Favoriser la rencontre


"Nous n'avons pas pour vocation à fournir un service spécifique destiné qu'aux personnes en situation de handicap, pointe la fondatrice de Droit Pluriel, mais la demande est là, alors on s'adapte". Et Anne-Sarah Kertudo sait de quoi elle parle : en 2002, c'est elle qui avait ouvert la première permanence juridique en lange des signes, à la Mairie de Paris. Ce genre de service reste cependant très marginal ; si un autre centre avait ouvert à Lille, ce dernier a depuis fermé ses portes, faute de visiteurs. Car encore faut-il que les personnes sourdes aient connaissance de cette permanence... C'est à ce titre et pour favoriser l'accès aux publics concernées que Droit pluriel travaille actuellement à la création d'une application mobile répertoriant les niveaux d'accessibilité de tous les lieux de justice.  En vue de son lancement prochain, l’association mène actuellement un large travail de recensement sur tout le territoire. "Il y a en effet assez peu de lieux proposant un servie en lange des signes, mais il faut absolument faire connaître ceux qui ont le mérite d'exister" déclare à ce sujet la fondatrice de l'association.  C'est pourquoi est menée en parallèle une action auprès des publics concernés : "Il faut que les personnes handicapées trouvent confiance pour aller dans les lieux de justice et créer cette rencontre", souligne Anne-Sarah Kertudo. 

 

 


 

D’autres actions à venir


Et les chantiers en cours sont encore nombreux ! Droit Pluriel est actuellement engagée dans la formation à la citoyenneté de la jeunesse aveugle et malvoyante : « Il s’agit d’un projet de sensibilisation pour convaincre ces jeunes que l’égalité de traitement leur est due », explique Anne-Sarah Kertudo. Elle a aussi débuté un chantier avec l’APHP portant sur l’hospitalisation psychiatrique sans consentement (qui représente plus d’individus que de personnes incarcérées chaque année). « Nous avons également pour projet de former les associations féministes à la situation des femmes en situation de handicap », poursuit-elle, rappelant que quatre femmes handicapées sur cinq ont déjà été victimes de violences.

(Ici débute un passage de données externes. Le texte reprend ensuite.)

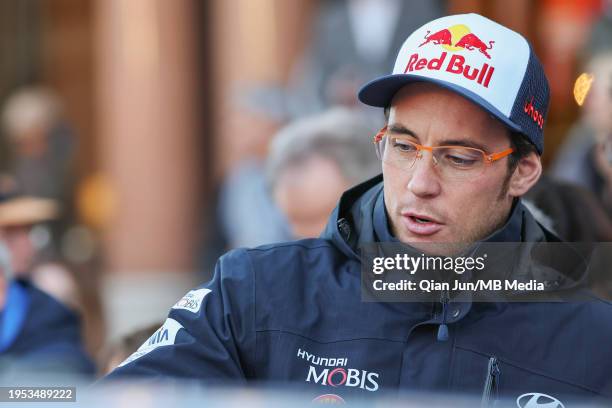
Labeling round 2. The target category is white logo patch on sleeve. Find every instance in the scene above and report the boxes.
[172,289,210,313]
[119,318,183,367]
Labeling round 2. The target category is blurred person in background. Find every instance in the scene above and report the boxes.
[213,99,291,251]
[0,239,95,380]
[266,107,380,239]
[0,187,104,360]
[551,50,612,217]
[2,86,74,206]
[524,176,612,242]
[213,0,444,255]
[287,0,446,118]
[0,191,59,280]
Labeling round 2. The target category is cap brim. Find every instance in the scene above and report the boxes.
[358,74,523,133]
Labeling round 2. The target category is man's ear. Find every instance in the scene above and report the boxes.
[508,152,542,197]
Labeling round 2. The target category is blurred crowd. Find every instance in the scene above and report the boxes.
[0,0,612,384]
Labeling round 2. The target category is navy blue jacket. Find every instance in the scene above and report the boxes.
[0,280,95,377]
[110,176,612,399]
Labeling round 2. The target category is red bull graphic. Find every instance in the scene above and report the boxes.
[419,24,495,59]
[455,33,495,59]
[523,97,544,129]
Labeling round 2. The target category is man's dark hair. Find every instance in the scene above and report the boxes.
[508,131,538,174]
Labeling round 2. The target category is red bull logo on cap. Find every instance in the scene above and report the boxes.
[419,24,495,59]
[404,24,495,88]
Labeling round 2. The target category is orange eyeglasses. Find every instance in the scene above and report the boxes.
[374,126,514,180]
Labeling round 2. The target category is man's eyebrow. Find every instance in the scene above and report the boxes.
[387,123,419,140]
[438,139,489,152]
[387,123,489,152]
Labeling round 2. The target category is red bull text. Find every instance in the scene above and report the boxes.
[404,52,495,88]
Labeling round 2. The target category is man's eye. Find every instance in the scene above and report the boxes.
[393,140,416,152]
[446,154,478,167]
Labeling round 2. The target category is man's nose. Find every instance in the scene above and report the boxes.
[407,151,441,198]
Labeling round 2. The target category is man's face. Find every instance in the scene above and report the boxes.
[383,83,512,253]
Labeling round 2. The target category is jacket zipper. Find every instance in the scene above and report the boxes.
[480,356,500,408]
[437,290,449,341]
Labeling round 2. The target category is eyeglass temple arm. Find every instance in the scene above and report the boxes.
[487,147,514,163]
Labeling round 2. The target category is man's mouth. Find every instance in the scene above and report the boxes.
[402,212,443,236]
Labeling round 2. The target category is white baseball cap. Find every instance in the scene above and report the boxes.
[359,14,550,154]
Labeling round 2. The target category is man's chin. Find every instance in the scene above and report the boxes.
[400,234,472,256]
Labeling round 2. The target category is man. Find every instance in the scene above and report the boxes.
[266,107,380,239]
[106,14,612,406]
[0,195,95,380]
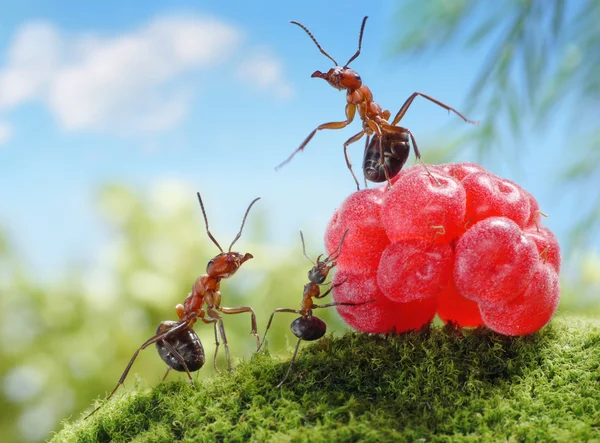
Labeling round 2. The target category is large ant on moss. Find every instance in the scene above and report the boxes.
[259,230,370,388]
[275,17,477,189]
[85,192,260,419]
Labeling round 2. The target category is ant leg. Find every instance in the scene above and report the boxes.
[202,308,233,373]
[256,308,302,352]
[363,134,371,189]
[275,339,302,388]
[215,317,233,373]
[344,131,365,191]
[275,103,356,170]
[313,300,375,309]
[213,321,221,374]
[216,306,260,351]
[315,278,348,299]
[390,92,479,126]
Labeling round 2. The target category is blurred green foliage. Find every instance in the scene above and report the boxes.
[394,0,600,248]
[0,181,600,442]
[0,181,346,442]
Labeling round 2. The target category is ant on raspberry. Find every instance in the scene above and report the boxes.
[257,229,371,388]
[85,192,260,419]
[275,17,477,189]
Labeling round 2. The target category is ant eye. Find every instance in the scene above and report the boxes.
[206,259,215,273]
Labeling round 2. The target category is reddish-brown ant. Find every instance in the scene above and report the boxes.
[275,17,477,189]
[259,230,369,388]
[86,193,260,418]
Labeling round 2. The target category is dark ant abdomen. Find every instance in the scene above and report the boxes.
[291,316,327,341]
[363,132,410,183]
[156,322,205,372]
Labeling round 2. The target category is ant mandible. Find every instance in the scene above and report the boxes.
[85,192,260,419]
[275,17,477,189]
[259,230,370,388]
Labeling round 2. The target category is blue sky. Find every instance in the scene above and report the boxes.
[0,1,580,275]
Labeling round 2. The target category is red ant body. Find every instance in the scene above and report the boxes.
[275,17,476,189]
[86,193,260,418]
[259,230,369,388]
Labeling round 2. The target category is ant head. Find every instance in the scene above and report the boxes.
[206,252,254,278]
[291,17,368,90]
[311,66,362,91]
[308,255,337,284]
[198,192,260,278]
[300,229,348,284]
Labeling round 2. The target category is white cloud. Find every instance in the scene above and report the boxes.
[0,122,12,146]
[0,16,291,136]
[237,50,293,99]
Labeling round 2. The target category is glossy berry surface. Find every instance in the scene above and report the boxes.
[453,217,539,303]
[325,188,390,272]
[333,270,435,333]
[381,168,466,242]
[377,239,453,303]
[325,163,561,335]
[480,263,560,335]
[437,279,483,328]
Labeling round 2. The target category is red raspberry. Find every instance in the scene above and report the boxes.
[480,262,560,335]
[377,239,454,303]
[325,187,390,272]
[453,217,539,304]
[381,168,466,243]
[525,226,561,273]
[462,172,529,228]
[333,270,435,333]
[437,279,483,328]
[436,163,487,181]
[523,190,542,228]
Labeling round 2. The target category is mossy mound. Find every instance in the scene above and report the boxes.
[52,318,600,442]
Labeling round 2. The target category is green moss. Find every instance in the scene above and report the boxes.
[52,318,600,442]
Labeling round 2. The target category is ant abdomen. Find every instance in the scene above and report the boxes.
[156,321,205,372]
[291,315,327,341]
[363,132,410,183]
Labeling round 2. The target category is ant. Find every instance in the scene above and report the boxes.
[257,230,371,388]
[275,17,477,189]
[85,192,260,419]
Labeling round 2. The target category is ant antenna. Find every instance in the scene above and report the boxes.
[300,229,316,265]
[229,197,260,252]
[344,16,369,68]
[290,19,338,66]
[197,192,224,252]
[325,228,350,263]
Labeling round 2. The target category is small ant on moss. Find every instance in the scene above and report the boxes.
[275,17,477,189]
[259,229,371,388]
[85,192,260,419]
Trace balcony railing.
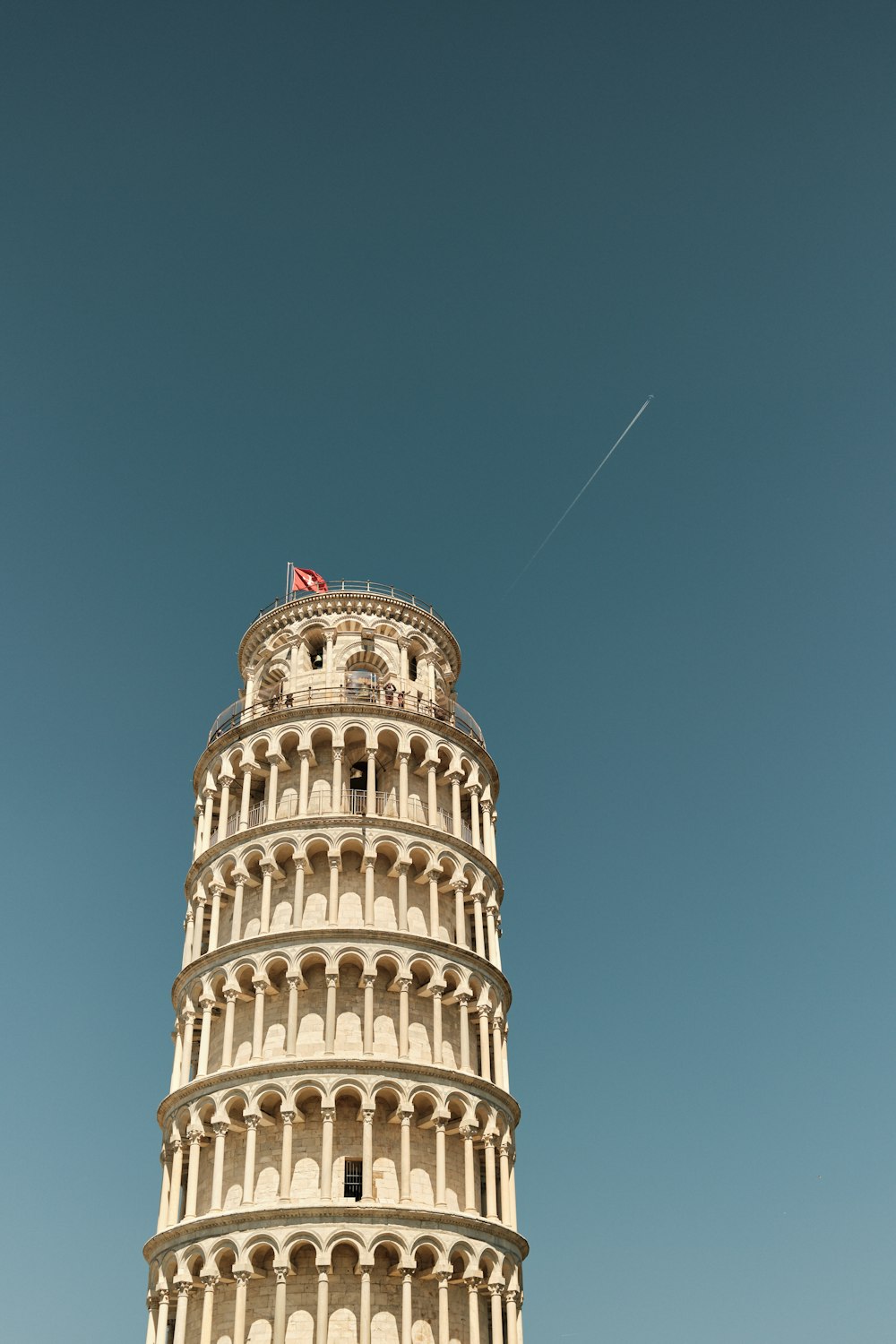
[227,789,473,844]
[208,685,485,746]
[255,580,444,625]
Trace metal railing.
[255,580,444,625]
[208,685,485,746]
[220,789,473,844]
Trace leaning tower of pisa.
[145,581,528,1344]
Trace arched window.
[345,667,376,703]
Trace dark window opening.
[342,1159,364,1199]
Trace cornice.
[237,591,461,682]
[156,1055,522,1131]
[143,1204,530,1261]
[184,812,504,900]
[194,701,500,801]
[170,925,513,1012]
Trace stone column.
[489,1284,504,1344]
[473,892,485,957]
[504,1288,520,1344]
[168,1018,184,1091]
[398,752,411,822]
[243,1116,262,1204]
[175,1279,194,1344]
[361,1107,374,1204]
[457,995,473,1074]
[331,747,342,816]
[253,978,267,1061]
[492,1015,508,1091]
[156,1144,170,1233]
[258,859,275,933]
[220,989,239,1069]
[366,747,376,817]
[194,892,208,961]
[200,788,215,854]
[323,970,339,1055]
[208,882,224,952]
[196,999,215,1078]
[298,749,312,817]
[398,976,411,1059]
[208,1120,229,1214]
[180,900,196,970]
[484,1134,498,1222]
[479,1008,492,1083]
[184,1129,202,1218]
[314,1268,329,1344]
[435,1269,452,1344]
[433,986,444,1066]
[168,1139,184,1228]
[321,1107,336,1201]
[239,765,253,831]
[264,755,283,822]
[146,1293,159,1344]
[452,878,469,948]
[358,1265,371,1344]
[293,857,305,929]
[326,855,340,929]
[156,1288,169,1344]
[468,784,482,849]
[272,1265,289,1344]
[229,873,246,943]
[485,902,501,970]
[482,798,496,866]
[199,1274,218,1344]
[435,1117,447,1209]
[360,975,376,1058]
[280,1107,296,1203]
[426,761,442,831]
[232,1269,253,1344]
[426,868,444,938]
[286,976,301,1058]
[363,855,376,929]
[461,1125,478,1215]
[395,863,411,933]
[180,1008,196,1088]
[498,1142,512,1228]
[218,774,234,844]
[401,1107,414,1204]
[401,1271,414,1344]
[463,1274,482,1344]
[449,771,463,840]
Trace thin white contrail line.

Une diversité de projets que l’association mène de front, espérant recueillir le soutien des pouvoirs publics : « Nous travaillons en lien avec la ministre chargée des Personnes handicapées, Sophie Cluzel, mais nous savons que sa marge de manœuvre est délicate. Nous espérons ainsi que notre voix sera entendue, notamment auprès du ministère de la Justice, afin de garantir l’accès au droit et à la justice, pour tous ! », martèle Anne-Sarah Kertudo.

 

1) Site de mise en relation entre particuliers, professionnels et avocats.